GR, not sure it what manner your reply is tied to my post. I was posting regarding the hope that Thanksgiving get togethers would be reduced in response to the spread, nothing about Halloween at all. I am concerned that older people, who generally are careful, seem to be not behaving that way in regard to Thanksgiving. Granted, what I am hearing about plans may not be typical, but I am concerned that in fact they ARE typical. From what I am hearing, that could be too true. The fact that it is a "private" group possibly conveys an illusion of safety.

FWIW, in my neighborhood Halloween was not celebrated, and there were no "trick or treat" at all.
By the nature of a discussion board, later posts seem to be a comment on all earlier ones. 

I was actually commenting on one above yours. I questioned whether the spike in cases was Halloween related, because my own experience was of a complete avoidance of Halloween events, particularly trick-or-treaters. I'm just not buying into that.

Mick's post above describes what I would expect as the most aggressive behavior in this county relative to Halloween - and it isn't all that aggressive. The wedding, on the other hand, seems to me beyond the pale.
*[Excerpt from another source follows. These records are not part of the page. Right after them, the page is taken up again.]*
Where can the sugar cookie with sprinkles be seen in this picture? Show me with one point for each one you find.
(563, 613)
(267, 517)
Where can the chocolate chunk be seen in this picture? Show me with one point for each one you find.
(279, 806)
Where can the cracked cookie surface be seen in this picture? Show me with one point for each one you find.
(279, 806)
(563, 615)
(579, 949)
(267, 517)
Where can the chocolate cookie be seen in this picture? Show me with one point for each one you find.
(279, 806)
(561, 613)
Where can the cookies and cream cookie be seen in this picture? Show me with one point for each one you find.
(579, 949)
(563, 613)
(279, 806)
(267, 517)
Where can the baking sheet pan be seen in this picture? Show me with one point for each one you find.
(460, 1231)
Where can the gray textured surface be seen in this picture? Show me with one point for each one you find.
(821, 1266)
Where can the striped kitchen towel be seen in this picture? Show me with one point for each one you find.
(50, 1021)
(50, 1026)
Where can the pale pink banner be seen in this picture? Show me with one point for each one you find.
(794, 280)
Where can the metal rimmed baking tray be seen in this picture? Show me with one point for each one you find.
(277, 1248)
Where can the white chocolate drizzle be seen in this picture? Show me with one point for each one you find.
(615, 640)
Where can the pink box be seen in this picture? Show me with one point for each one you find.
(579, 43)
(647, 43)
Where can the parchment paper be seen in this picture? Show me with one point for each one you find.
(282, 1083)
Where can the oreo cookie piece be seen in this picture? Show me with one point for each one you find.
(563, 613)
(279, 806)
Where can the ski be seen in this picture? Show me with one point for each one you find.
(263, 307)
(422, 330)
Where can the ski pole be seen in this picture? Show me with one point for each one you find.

Finally, as to Farm 93, I fully understand why people want family gatherings on Thanksgiving and Christmas, particularly in this year, which has been apocalyptic in so many ways. Most of us on this board find the Internet connection adequate - Zoom, Google Meet, or Facetime. But not everyone feels that way.


RE: New wave of SIP - BostonCard - 11-17-2020

The messaging has been so messed up

Avoid risk if you can.
Minimize risk if you can't avoid it.

Risk:
Outdoors << Indoors
Masked < Unmasked
Distanced < Packed
Fewer people < More people
Short time < Long time

No single thing will eliminate risk, but risk can be dramatically reduced by taking multiple of the measures above (moving outdoors, wearing masks, limiting attendance and time). 

https://www.wsj.com/articles/how-the-swiss-cheese-model-can-help-us-beat-covid-19-11605283134 (may be behind a paywall)

It makes reference to the following "swiss cheese" model of risk reduction

[Image: The-Swiss-Cheese-Respiratory-Virus-Pande...4e1f1f.jpg]

BC


RE: New wave of SIP - oregontim - 11-17-2020

Do we need to tie spikes to events? Labor Day, Halloween, now Thanksgiving? The classic epidemiology model includes the steep curve upwards that looks a lot like the steepest slope of the classic bell curve, doesn't it? So we might be dealing now with the classic uptick with multiple factors including the general exhaustion with isolation, people quietly bending the rules to go to stores, relaxing their diligence.

I do see why and how there might be correlation between numbers and general state outlooks, so Texas and Florida, as examples of less rigorous states, might do worse than California and New York. And I also see how the Dakota motorcycle event of 250K+ might have impact on the whole region.

I don't see how the increasing case numbers now have to necessarily tie into holidays or single-cause kinds of events.


RE: New wave of SIP - BostonCard - 11-17-2020

(11-17-2020, 04:25 PM)oregontim Wrote:  Do we need to tie spikes to events? Labor Day, Halloween, now Thanksgiving? The classic epidemiology model includes the steep curve upwards that looks a lot like the steepest slope of the classic bell curve, doesn't it? So we might be dealing now with the classic uptick with multiple factors including the general exhaustion with isolation, people quietly bending the rules to go to stores, relaxing their diligence.


Agreed.  If you look at the COVID-19 cases, there doesn't appear to be a discernable change in the first week of November, when cases contracted during Halloween would be expected to appear.  It seems likely that Halloween festivities, muted as they may have been this year, probably did lead to some transmissions, but to my eye, it is probably not discernable from the transmissions that were occurring already.

Also, focusing on individual events (Halloween, Thanksgiving) might be interpreted by some people as "it's ok to have a gathering as long as it isn't a really big Thankgiving feast".